The current study was performed with individual 2D slices extracted from 3D image volumes. The display threshold levels were preset for the observer, with the threshold selected by the investigators on the basis of subjective MC appearance. One possible improvement for the study methodology would be to use 3D volumes and allow the observer to scan through the 2D slices, changing the display threshold for each slice. To fully evaluate the reconstruction methods for clinical use, the detectability of low-contrast, mass-like structures also must be considered. The Butterworth filtering parameters employed here for FBP may not be the best choice for mass detectability. For FBP, the parameters of the Butterworth post-reconstruction filter were determined from LROC pilot studies. In future studies, these cut off frequencies would be examined more closely for various calcification sizes and dose levels of acquisitions. The parameters for PML reconstruction were chosen based on visual inspection. Complete optimization of PML parameters using human observer studies would be very time consuming due to multiple parameters that need to be optimized. While an optimization of PML parameters would likely lead to larger performance differences between the two methods, these pilot studies would be very time intensive because it is a 2D parameter space. To this end we are developing a model observer (MO) whose performance would match that of human observer performance. Such a MO could be used for optimization of reconstruction and acquisition parameters.

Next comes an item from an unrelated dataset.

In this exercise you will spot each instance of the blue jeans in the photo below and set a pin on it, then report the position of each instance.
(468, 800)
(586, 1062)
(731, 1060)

PML reconstruction was iterated until convergence to avoid having iteration number as a variable. It is possible that lower number of iterations would have yielded similar results (in terms of detectability of MCC). The number of iterations needed for convergence depends on the curvature of the surrogate parabola chosen in the SPS technique used to solve the PML problem. This is one of the factors which could use more investigations and may help to speed up convergence.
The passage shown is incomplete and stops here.